Pero como en toda repetición no pensada y que a la vez resulta cómoda (por mor de la propia repetición) se cuelan los vicios; los malos hábitos. Cuando bajamos la guardia, y la bajamos a menudo, las tragaderas que tenemos como sociedad nos llevan a lo que deberíamos describir como algo esperpéntico pero que, ¡oh, casualidad!, por la costumbre de verlo y hacerlo una y otra vez nos parece normal.
Nos hemos acostumbrado a que nos ordenen a alejarnos de las barras
Nos hemos acostumbrado a que nos ordenen a alejarnos de las barras y, también, a ir apiñados en un autobús o en un tren. También hemos visto cómo dictaban el alejamiento sideral entre las mesas de una terraza por donde, al mismo tiempo, pasaban miles de personas, bien arrenjuntaícas, manifestándose. Por supuesto, nos hemos llegado a creer a pies juntillas que la reunión de 10 o más personas en una mesa de un restaurante constituía un acto terrorista de suma gravedad, para acto seguido ir a una relajada tertulia con 15 no convivientes más en casa de Zutano.
Pero seguramente el acto más siniestro al que nos hemos acostumbrado es a que los políticos que nos gobiernan han tomado las decisiones de un jueves para un viernes, mientras en otros países europeos activaban restricciones más o menos discutibles con un mes de adelanto y con la consiguiente batería de ayudas.
Por explicarlo gráficamente: cuando hace poco volví a entrar en la casa de Pablo Loureiro, el restaurante Urola, en plena Parte Vieja de San Sebastián, y vi las mesas bajas pegadas a la barra me invadió la tristeza de golpe. De nuevo volvíamos a esa estampa. Algo ridículo, obsceno, pero que al entrar en bucle la tristeza es lo único que puedes sentir. Y la resignación.
Sin embargo, la tristeza y desazón de quien escribe estas líneas nada tiene que ver con comer los pintxos sentado en mesa baja pegada sin ton ni son en la barra. Lo alarmante es que a la vuelta de dos años (¡2!), haya dirigentes que apunten a que comerse un pintxo en la barra de un bar es un acto gravísimo, incívico y que, por ende, debe ser eliminado. La locura social es ver eso normal a estas alturas del partido. Y defenderlo con ahínco.
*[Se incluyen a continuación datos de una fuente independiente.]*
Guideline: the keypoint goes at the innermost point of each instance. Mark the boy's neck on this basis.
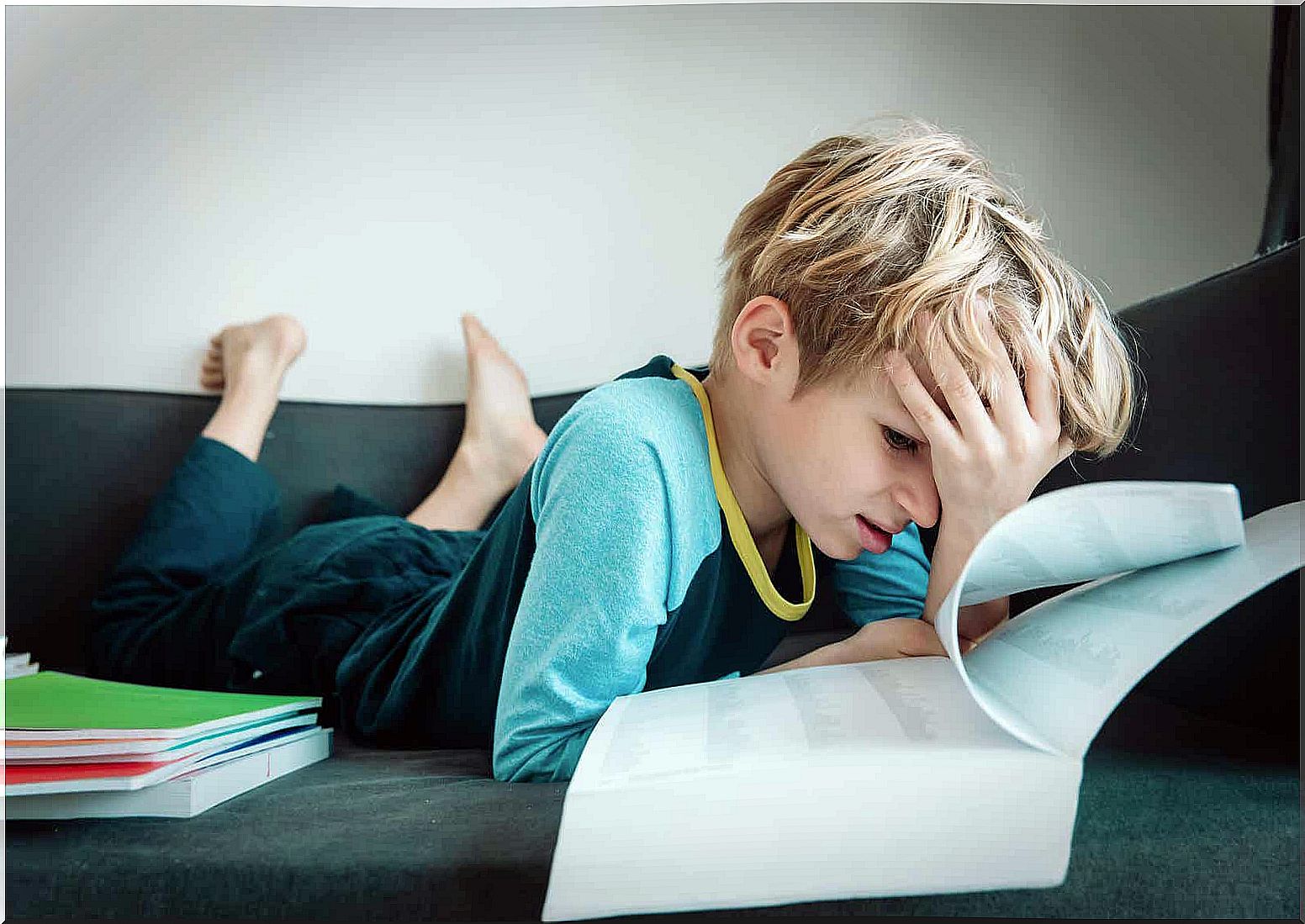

Medidas que se toman por una incompresible repetición, ahora convertidas en tradición
Cuando voy a bares de amigos y conocidos ya no hay conversación posible, porque los requiebros que hay que hacer con todo son desesperantes. Esa sensación de “otra vez con esto” a lo que poco más que un “ya escampará” lacónico puede responderse. La tristeza que ha tornado en hartazgo es la sinrazón de que por enésima vez se tomen medidas arbitrarias y sin sentido científico alguno. Medidas que se toman por una incompresible repetición, ahora convertidas en tradición. Medidas que ni siquiera se han tomado en una barra de bar con unos vinos de más, sino que supuestamente se han tomado de manera sesuda y se han comunicado con tono de voz grave.
No sé si de “ésta” saldremos mejores, pero sí que deberíamos salir con la memoria, y la alegría, de las cosas y rutinas que vivíamos antes de que nos inoculasen el miedo y terminásemos asqueados.